Jalan Rusak, Akses Pendidikan Terhambat, Sampai Kapan?
Siti
Komariah (Freelance Writer)
Berbicara
tentang jalan rusak, rasanya problem
tersebut hingga saat ini masih juga belum menuai solusi, bahkan hal tersebut
senantiasa menjadi problem yang menganggu aktivitas warga. Sebagaimana yang
terjadi di Desa Horodopi, Kecamatan
Benua, Kabupaten Konawe Selatan (Konsel), Sulawesi Tenggara (Sultra), para
pelajar mengeluhkan jalan rusak di wilayah tersebut.
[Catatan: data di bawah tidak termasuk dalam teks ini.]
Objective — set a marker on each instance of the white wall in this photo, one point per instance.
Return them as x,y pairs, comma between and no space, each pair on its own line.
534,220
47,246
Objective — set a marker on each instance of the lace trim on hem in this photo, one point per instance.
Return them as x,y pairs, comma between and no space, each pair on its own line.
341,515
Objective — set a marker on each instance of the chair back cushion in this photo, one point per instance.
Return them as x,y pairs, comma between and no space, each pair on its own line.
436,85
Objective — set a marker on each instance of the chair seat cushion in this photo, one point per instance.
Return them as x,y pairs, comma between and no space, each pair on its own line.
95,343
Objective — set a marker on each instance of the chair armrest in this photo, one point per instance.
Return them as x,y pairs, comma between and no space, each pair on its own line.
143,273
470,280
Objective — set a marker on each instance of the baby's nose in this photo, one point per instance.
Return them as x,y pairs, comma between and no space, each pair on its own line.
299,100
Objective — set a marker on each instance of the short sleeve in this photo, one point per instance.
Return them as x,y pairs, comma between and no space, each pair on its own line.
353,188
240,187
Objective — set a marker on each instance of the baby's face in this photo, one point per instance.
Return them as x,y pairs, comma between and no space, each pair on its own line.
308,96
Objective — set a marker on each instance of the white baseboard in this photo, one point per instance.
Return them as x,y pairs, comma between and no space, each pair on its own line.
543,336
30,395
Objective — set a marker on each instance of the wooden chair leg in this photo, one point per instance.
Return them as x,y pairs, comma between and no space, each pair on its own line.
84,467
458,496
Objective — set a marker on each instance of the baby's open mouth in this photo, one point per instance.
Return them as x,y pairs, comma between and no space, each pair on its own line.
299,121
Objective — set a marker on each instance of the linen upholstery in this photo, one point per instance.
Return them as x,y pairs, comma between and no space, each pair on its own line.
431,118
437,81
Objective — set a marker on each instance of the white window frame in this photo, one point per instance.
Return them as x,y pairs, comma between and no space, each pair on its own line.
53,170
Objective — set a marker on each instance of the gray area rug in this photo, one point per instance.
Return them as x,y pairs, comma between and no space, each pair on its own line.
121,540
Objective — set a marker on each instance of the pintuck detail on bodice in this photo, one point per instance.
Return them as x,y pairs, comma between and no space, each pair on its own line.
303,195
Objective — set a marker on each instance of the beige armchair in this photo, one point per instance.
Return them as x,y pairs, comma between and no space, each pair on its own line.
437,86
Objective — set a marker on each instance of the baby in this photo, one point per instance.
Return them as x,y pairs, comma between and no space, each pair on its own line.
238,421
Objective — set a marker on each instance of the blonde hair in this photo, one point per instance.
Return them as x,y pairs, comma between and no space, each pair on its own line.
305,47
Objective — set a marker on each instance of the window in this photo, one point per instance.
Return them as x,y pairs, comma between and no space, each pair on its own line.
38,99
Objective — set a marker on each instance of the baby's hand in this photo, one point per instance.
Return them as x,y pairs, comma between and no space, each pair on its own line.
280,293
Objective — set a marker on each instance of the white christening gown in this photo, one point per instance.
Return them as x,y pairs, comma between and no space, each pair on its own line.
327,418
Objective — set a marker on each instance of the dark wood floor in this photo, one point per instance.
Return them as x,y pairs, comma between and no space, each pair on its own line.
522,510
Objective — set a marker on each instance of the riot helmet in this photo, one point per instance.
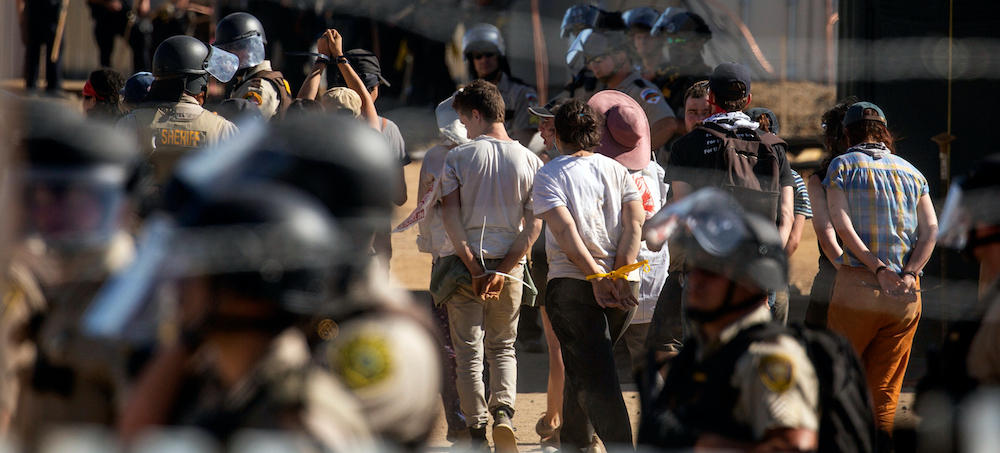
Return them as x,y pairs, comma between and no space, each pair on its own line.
242,35
73,179
188,59
642,17
718,236
266,243
971,204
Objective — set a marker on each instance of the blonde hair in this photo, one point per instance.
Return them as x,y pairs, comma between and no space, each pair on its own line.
342,98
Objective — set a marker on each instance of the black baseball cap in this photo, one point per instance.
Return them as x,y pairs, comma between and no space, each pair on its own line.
723,77
366,65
Jalan rusak itu pun
menghambat para pelajar untuk ke sekolah (kendariinfo.com, 09/09/2022).
Siswa
kelas 11 SMKN 7 Konsel, Respi, mengatakan jalan itu merupakan satu-satunya
akses untuk menimba ilmu di sekolahnya. Respi yang tinggal sekitar 13 kilometer
dari sekolah mengaku setiap hari berjibaku dengan jalan rusak.
Respi
menjelaskan, sejumlah ruas jalan di Kecamatan Benua memang belum pernah
diperbaiki sejak lama. Bukan hanya pelajar yang mengeluh, warga sekitar pun
merasakan hal serupa. Bahkan jika sudah turun hujan, dia dan teman-temannya
yang lain tak bisa ke sekolah karena salah satu ruas jalan sepanjang 50 meter
selalu tergenang air.
Jamak
diketahui jika persoalan jalan rusak memang masih menjadi PR besar bagi
pemerintah baik pusat maupun daerah. Namun, persoalan tersebut seakan sukar
untuk diselesaikan, padahal negeri ini memiliki banyak sumber daya alam, bahkan
Indonesia digadang-gadang menjadi negara pemilik cadangan aspal alami terbesar
di dunia. Tambang aspal alami Indonesia berada di Pulau Buton. Pulau di bagian
tenggara Sulawesi ini menyimpan 80 persen total cadangan aspal dunia. Cadangan
aspal yang berada di Pulau Buton diperkirakan mencapai 750 juta ton. Tahun lalu
produksi aspal Buton ditargetkan sekitar 705 ribu ton, atau sepertiga dari
total kapasitas terpasang yang sebanyak 1,99 juta ton per tahun (sindonews.com,
04/07/2022).
Cadangan
alam yang melimpah seyogianya bisa digunakan untuk membangun insfratruktur
publik, seperti jalan. Apalagi keberadaan aspal tersebut berada di daerah
Sulawesi Tenggara yang tak jauh dari
jalan rusak yang berada di desa Horodopi, Kecamatan Benua, Kabupaten
Konawe Selatan (Konsel), Sulawesi Tenggara (Sultra). Namun lagi-lagi, hal tersebut seakan tidak menjadi
prioritas negara. Padahal, jalan tersebut merupakan salah satu akses penting
bagi warga desa Horodopi, yakni sebagai sarana untuk menimba ilmu bagi para
pelajar dan satu-satunya akses menuju sekolah. Mirisnya, jika musim penghujan
tiba, para pelajar harus rela tidak bersekolah akibat ruas jalan tergenang air.
Sungguh
kerusakan periayahan urusan rakyat dalam sistem kapitalisme begitu nampak.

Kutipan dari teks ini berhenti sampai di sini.